Diários de Ararat – “Mergulho ao Inferno da Aurora” – Parte III

 


Quinto dia por terras de Ararat, mais precisamente no Vale de Sevan. Relembrando, estava com Bottelli e Edh, velhos amigos de caminhada.

Os primeiros dias tinham sido passados em Eravan, aldeia mãe de Ararat e local de entrada para estas terras. Ficamos em casa de Tigran, Mestre Livreiro amigo de Bottelli.

Nos dias seguintes, na região de Gurnar, paramos em Monti, para conhecer a Ordem de Onor. Agora, em Sevan, fazíamos um último ponto de paragem antes de alcançarmos o topo de Ararat e a casa do Templo de Olomon, o maior Mestre das Artes da Diplomacia em todo o universo reconhecido pelos homens. Ele e a sua história eram o motivo que nos trazia aqui.

Sevan conheceu o seu nome do velho lago que alimentava a vida por estas paragens. Durante a nossa paragem técnica acampamos na aldeia de pescadores de Geghard, na costa do Sevan. Montamos a tenda e acendemos uma fogueira para passar a noite.

Durante a noite tivemos o privilégio de assistir a um estranho ritual, o “Mergulho ao Inferno da Aurora”. Era noite de Lua Plena. Rezava a lenda por estas paragens que um mergulho no Sevan em noite de Lua Plena era o “Mergulho ao Inferno da Aurora”, um mergulho capaz de limpar os pecados mais impregnados na nossa alma. A noite de Lua Plena era um fenómeno raro, por isso estávamos com muita sorte. Mais que uma tradição secular ou monástica, esta era sobretudo uma tradição dos povos destas paragens. Não era reconhecida pelas ordens guerreiras ou clericais destes territórios. A sua veracidade e funcionalidade era questionável.

À nossa frente, dezenas de pessoas, pescadores, guerreiros, ermitas, deixavam-se mergulhar nas águas do Sevan na esperança de limpar a sua alma.
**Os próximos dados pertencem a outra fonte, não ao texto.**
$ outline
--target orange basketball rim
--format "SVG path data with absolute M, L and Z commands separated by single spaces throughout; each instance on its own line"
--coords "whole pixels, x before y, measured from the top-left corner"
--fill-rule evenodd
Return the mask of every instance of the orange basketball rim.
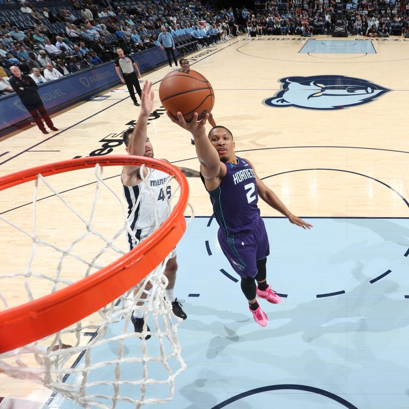
M 186 178 L 165 161 L 128 155 L 72 159 L 32 168 L 0 177 L 0 190 L 37 178 L 101 166 L 143 164 L 174 176 L 180 197 L 162 225 L 134 248 L 97 272 L 49 295 L 0 312 L 0 353 L 26 345 L 65 328 L 119 297 L 164 260 L 186 229 L 189 197 Z

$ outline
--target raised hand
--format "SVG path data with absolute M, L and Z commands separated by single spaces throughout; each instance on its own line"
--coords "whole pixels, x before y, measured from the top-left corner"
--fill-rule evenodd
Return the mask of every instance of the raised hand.
M 175 124 L 177 124 L 179 126 L 189 131 L 193 136 L 198 135 L 206 131 L 204 125 L 206 124 L 209 114 L 207 113 L 203 119 L 197 122 L 197 117 L 198 116 L 197 112 L 193 114 L 193 118 L 190 122 L 187 122 L 181 112 L 177 112 L 177 117 L 174 117 L 169 111 L 166 111 L 166 114 L 170 118 L 170 120 Z
M 151 88 L 152 83 L 145 81 L 141 97 L 141 113 L 143 115 L 149 115 L 153 109 L 155 95 L 153 91 L 151 90 Z
M 288 216 L 288 220 L 290 221 L 290 223 L 292 223 L 293 224 L 296 224 L 299 227 L 302 227 L 303 229 L 309 229 L 313 227 L 312 224 L 307 223 L 301 218 L 297 217 L 297 216 L 294 216 L 293 214 L 291 214 Z

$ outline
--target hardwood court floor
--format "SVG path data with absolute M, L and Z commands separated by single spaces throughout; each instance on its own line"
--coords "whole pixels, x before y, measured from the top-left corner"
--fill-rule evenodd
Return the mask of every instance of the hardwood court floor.
M 400 38 L 374 40 L 372 43 L 376 53 L 344 54 L 344 49 L 336 53 L 326 52 L 325 48 L 332 40 L 331 37 L 313 38 L 308 43 L 312 46 L 313 42 L 321 43 L 319 47 L 311 49 L 318 52 L 300 53 L 306 39 L 287 36 L 251 40 L 242 37 L 223 46 L 201 50 L 189 59 L 192 68 L 212 83 L 216 96 L 214 117 L 218 124 L 224 125 L 232 131 L 238 155 L 253 163 L 259 175 L 293 213 L 306 218 L 344 220 L 345 218 L 362 220 L 369 217 L 381 221 L 397 218 L 397 226 L 399 220 L 409 217 L 406 108 L 409 96 L 409 41 Z M 360 42 L 368 41 L 361 38 L 349 40 L 355 48 Z M 331 44 L 336 48 L 336 43 Z M 154 83 L 156 92 L 159 81 L 167 72 L 167 68 L 161 69 L 145 75 L 144 78 Z M 337 78 L 334 80 L 333 76 Z M 285 79 L 289 78 L 291 79 L 286 82 Z M 277 95 L 282 85 L 286 92 Z M 60 129 L 59 132 L 43 135 L 36 127 L 32 127 L 3 138 L 0 141 L 0 175 L 74 157 L 125 153 L 120 134 L 134 123 L 139 108 L 132 105 L 127 93 L 120 90 L 124 87 L 118 88 L 104 94 L 109 97 L 105 100 L 82 103 L 54 116 L 53 121 Z M 383 92 L 378 94 L 380 90 Z M 359 95 L 360 97 L 356 96 Z M 277 100 L 273 103 L 281 106 L 267 104 L 275 96 Z M 340 103 L 342 98 L 344 100 Z M 347 106 L 352 103 L 355 105 Z M 322 109 L 311 109 L 320 104 Z M 345 107 L 328 109 L 333 105 Z M 155 156 L 176 162 L 178 166 L 198 169 L 189 135 L 171 123 L 160 106 L 156 92 L 155 110 L 148 127 Z M 115 176 L 120 172 L 109 169 L 104 175 Z M 55 179 L 59 190 L 74 189 L 69 196 L 70 202 L 82 208 L 90 206 L 90 190 L 75 188 L 86 184 L 90 180 L 89 177 L 87 174 L 76 178 L 73 176 Z M 190 201 L 196 215 L 210 216 L 209 200 L 201 183 L 198 179 L 189 181 Z M 122 194 L 119 178 L 111 179 L 110 186 Z M 41 194 L 47 194 L 42 190 Z M 3 215 L 21 220 L 29 230 L 30 207 L 8 211 L 30 200 L 32 191 L 16 188 L 3 191 L 0 195 L 0 213 L 7 212 Z M 116 206 L 108 199 L 103 203 L 103 220 L 110 220 L 112 228 L 117 220 Z M 52 214 L 51 224 L 44 228 L 44 234 L 48 238 L 69 240 L 71 237 L 64 225 L 65 214 L 56 210 L 60 207 L 57 207 L 52 199 L 43 201 L 41 206 L 44 214 Z M 262 202 L 260 207 L 263 216 L 278 215 Z M 40 221 L 45 223 L 50 218 L 44 216 Z M 320 223 L 319 219 L 315 220 L 314 229 L 320 229 Z M 328 225 L 326 231 L 330 232 L 333 226 Z M 379 225 L 377 230 L 384 231 L 381 223 Z M 389 232 L 393 231 L 394 226 L 389 224 L 385 229 Z M 399 243 L 407 245 L 407 229 L 403 226 L 396 229 L 396 234 L 398 231 L 400 232 Z M 13 234 L 8 228 L 7 234 L 2 235 L 3 248 L 7 249 L 3 253 L 7 256 L 2 259 L 5 270 L 23 268 L 22 262 L 16 266 L 16 259 L 25 251 L 27 254 L 30 251 L 30 243 L 22 243 L 22 249 L 21 241 Z M 330 233 L 326 234 L 330 237 Z M 388 238 L 383 237 L 383 239 Z M 86 253 L 92 248 L 90 243 L 83 250 Z M 352 271 L 354 256 L 348 254 L 344 257 L 352 258 L 349 267 Z M 370 256 L 368 258 L 370 259 Z M 402 262 L 407 268 L 407 259 Z M 47 262 L 44 264 L 51 268 Z M 39 262 L 39 268 L 40 265 Z M 302 260 L 299 260 L 298 265 L 300 270 L 303 269 Z M 308 271 L 313 276 L 313 268 L 309 268 Z M 181 277 L 180 274 L 179 279 Z M 314 280 L 319 279 L 314 277 Z M 2 290 L 6 293 L 12 291 L 13 302 L 18 303 L 19 294 L 22 292 L 13 283 L 8 285 L 9 288 L 3 290 L 2 287 Z M 409 293 L 407 280 L 400 282 L 399 286 L 400 297 L 402 293 Z M 400 311 L 407 308 L 407 302 L 399 299 L 397 308 Z M 197 307 L 199 309 L 200 305 Z M 322 307 L 317 308 L 322 310 Z M 197 319 L 200 320 L 199 315 Z M 378 325 L 384 323 L 381 320 Z M 191 336 L 193 334 L 191 332 Z M 314 337 L 313 334 L 309 338 Z M 407 352 L 404 349 L 402 351 L 402 353 Z M 281 364 L 285 365 L 284 362 Z M 406 364 L 404 372 L 407 373 Z M 357 379 L 358 389 L 360 381 Z M 32 383 L 3 376 L 0 378 L 0 384 L 4 385 L 11 397 L 45 401 L 49 393 Z M 243 387 L 242 392 L 245 390 Z M 369 400 L 373 402 L 373 399 Z M 216 399 L 214 403 L 220 401 Z M 404 406 L 399 407 L 404 407 L 402 404 Z M 391 409 L 392 406 L 384 407 Z M 364 409 L 361 405 L 359 407 Z

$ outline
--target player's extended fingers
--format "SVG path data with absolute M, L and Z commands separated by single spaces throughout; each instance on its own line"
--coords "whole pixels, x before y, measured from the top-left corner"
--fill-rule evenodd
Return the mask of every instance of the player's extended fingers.
M 195 117 L 195 114 L 193 114 L 193 118 Z M 197 118 L 197 114 L 196 114 L 196 118 Z M 185 128 L 187 125 L 187 123 L 185 120 L 185 118 L 182 115 L 182 113 L 180 111 L 177 111 L 177 119 L 179 120 L 179 123 L 180 125 L 184 128 Z
M 176 117 L 174 117 L 169 111 L 166 111 L 166 115 L 169 117 L 169 119 L 172 122 L 174 122 L 174 123 L 177 124 L 178 125 L 180 124 L 178 119 L 176 118 Z
M 209 118 L 209 114 L 207 113 L 202 119 L 201 121 L 200 121 L 200 125 L 202 126 L 204 126 L 206 125 L 206 123 L 208 122 L 208 118 Z

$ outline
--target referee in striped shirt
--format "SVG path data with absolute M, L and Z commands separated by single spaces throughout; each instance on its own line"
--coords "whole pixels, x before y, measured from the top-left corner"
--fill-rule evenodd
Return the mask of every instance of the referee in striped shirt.
M 138 80 L 138 78 L 140 78 L 141 76 L 141 72 L 138 67 L 137 63 L 133 61 L 130 56 L 125 54 L 124 50 L 121 47 L 117 47 L 117 54 L 118 56 L 114 62 L 115 70 L 122 83 L 126 85 L 128 90 L 129 92 L 129 95 L 133 101 L 133 105 L 139 106 L 139 104 L 135 96 L 133 87 L 134 87 L 137 90 L 139 97 L 142 98 L 142 92 Z M 137 74 L 133 69 L 134 67 L 138 71 L 138 77 L 137 77 Z M 120 69 L 121 69 L 120 70 Z M 121 75 L 121 71 L 122 72 L 122 75 Z
M 161 30 L 162 30 L 162 33 L 159 33 L 157 36 L 157 41 L 161 44 L 159 47 L 161 50 L 165 49 L 166 52 L 166 55 L 168 57 L 168 61 L 169 63 L 169 66 L 170 69 L 172 70 L 172 58 L 170 57 L 170 53 L 172 53 L 172 56 L 173 57 L 173 60 L 175 61 L 175 67 L 177 68 L 177 60 L 175 56 L 175 42 L 173 41 L 173 37 L 170 33 L 166 31 L 166 28 L 165 26 L 162 26 L 161 27 Z

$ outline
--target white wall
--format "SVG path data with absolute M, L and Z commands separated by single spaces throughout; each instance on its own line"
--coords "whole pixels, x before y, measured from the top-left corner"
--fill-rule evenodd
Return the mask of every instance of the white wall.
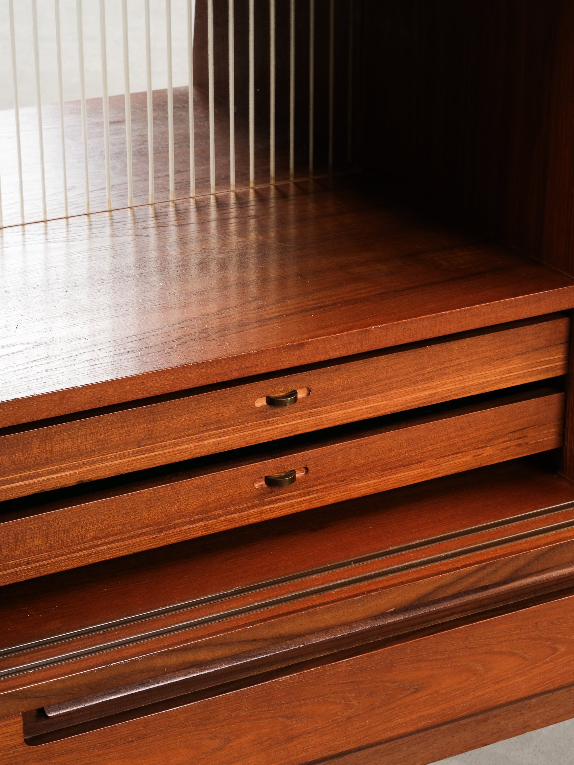
M 54 0 L 37 0 L 42 102 L 58 99 Z M 145 90 L 144 0 L 128 0 L 130 86 Z M 122 0 L 105 0 L 110 96 L 123 93 Z M 171 0 L 173 83 L 188 85 L 188 0 Z M 83 0 L 84 67 L 87 98 L 102 96 L 99 0 Z M 150 0 L 152 86 L 167 86 L 165 0 Z M 31 0 L 14 0 L 18 97 L 21 106 L 36 104 Z M 60 0 L 64 97 L 80 98 L 76 0 Z M 14 107 L 8 0 L 0 0 L 0 109 Z

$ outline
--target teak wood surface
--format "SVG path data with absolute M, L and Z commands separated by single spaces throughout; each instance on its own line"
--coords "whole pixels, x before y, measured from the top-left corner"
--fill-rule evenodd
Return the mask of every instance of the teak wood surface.
M 3 233 L 0 424 L 574 307 L 574 280 L 336 179 Z
M 95 484 L 92 493 L 10 500 L 0 522 L 0 581 L 556 448 L 563 417 L 559 388 L 533 383 L 240 450 L 172 474 L 144 471 L 99 491 Z M 264 483 L 293 469 L 291 486 Z
M 170 698 L 552 591 L 573 502 L 530 457 L 5 588 L 0 713 L 118 688 L 129 709 L 158 675 Z
M 568 371 L 556 315 L 345 363 L 0 431 L 0 500 L 496 390 Z M 297 389 L 296 405 L 266 396 Z
M 158 757 L 183 763 L 191 751 L 197 762 L 222 765 L 335 756 L 572 685 L 572 597 L 486 612 L 460 626 L 37 746 L 24 743 L 21 716 L 7 718 L 0 750 L 8 765 Z

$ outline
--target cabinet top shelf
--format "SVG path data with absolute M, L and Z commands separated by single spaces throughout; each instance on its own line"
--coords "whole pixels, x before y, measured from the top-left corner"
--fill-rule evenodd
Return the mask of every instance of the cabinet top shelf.
M 0 427 L 574 307 L 357 179 L 7 229 L 0 265 Z

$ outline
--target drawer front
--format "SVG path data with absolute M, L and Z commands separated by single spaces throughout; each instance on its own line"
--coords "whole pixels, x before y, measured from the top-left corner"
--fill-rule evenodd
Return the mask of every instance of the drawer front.
M 574 596 L 28 745 L 0 721 L 5 765 L 296 765 L 574 683 Z
M 8 433 L 0 436 L 0 501 L 566 374 L 569 324 L 527 320 Z M 266 403 L 290 390 L 298 393 L 294 405 Z
M 564 394 L 506 396 L 357 438 L 45 506 L 0 523 L 0 583 L 127 555 L 556 448 Z M 484 406 L 485 405 L 483 405 Z M 437 415 L 435 415 L 435 417 Z M 265 477 L 295 470 L 289 486 Z

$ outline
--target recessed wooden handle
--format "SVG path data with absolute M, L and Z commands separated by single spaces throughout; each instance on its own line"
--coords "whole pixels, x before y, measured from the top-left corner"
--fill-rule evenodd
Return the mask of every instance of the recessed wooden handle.
M 279 473 L 276 476 L 266 476 L 265 483 L 267 486 L 291 486 L 295 483 L 296 477 L 295 470 L 287 470 L 286 473 Z
M 278 393 L 276 396 L 267 396 L 265 400 L 269 406 L 291 406 L 296 404 L 298 395 L 296 390 L 290 390 L 289 393 Z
Nessa noite partilhamos a nossa refeição com alguns pescadores, entre eles, Makath, um dos chefes da aldeia de Geghard. Enquanto falávamos do ritual do “Mergulho ao Inferno da Aurora” e o que significava, Makath contava como havia sido a sua experiência:

- Meus amigos, a última vez que mergulhei em noite de Lua Plena queria despir-me das minhas deceções. Mergulhei na esperança de voltar na leveza que nunca cheguei a encontrar. Quando regressei o inferno continuava por cá, aurora após aurora.

- Mas se o ritual é uma fraude, porque é que continuam a alimentar a tradição? – Questionou Edh.

Makath sorriu e respondeu serenamente:

- Fraude ou não, é uma escolha que cada um tem acreditar na tradição. Comigo não funcionou. Aprendi com as artes da pesca a disciplinar as deceções, a não permitir que elas cresçam e dessa forma tomem conta do que há de bom. Para tantas gerações continuarem este caminho alguma verdade o ritual terá… Só sei que se o mergulho não é real, pelo menos o inferno é, e esse ninguém pode negar.

- E o que é que inferno te ensinou? – questionei.

- Sabes meu novo amigo, a vantagem de quem já passou pelo inferno é a de decorar o caminho da saída.

Estas palavras eram no mínimo elucidativas. Era mais um momento que marcaria a nossa jornada até ao topo do Ararat. Estávamos agora a poucos dias do nosso destino final.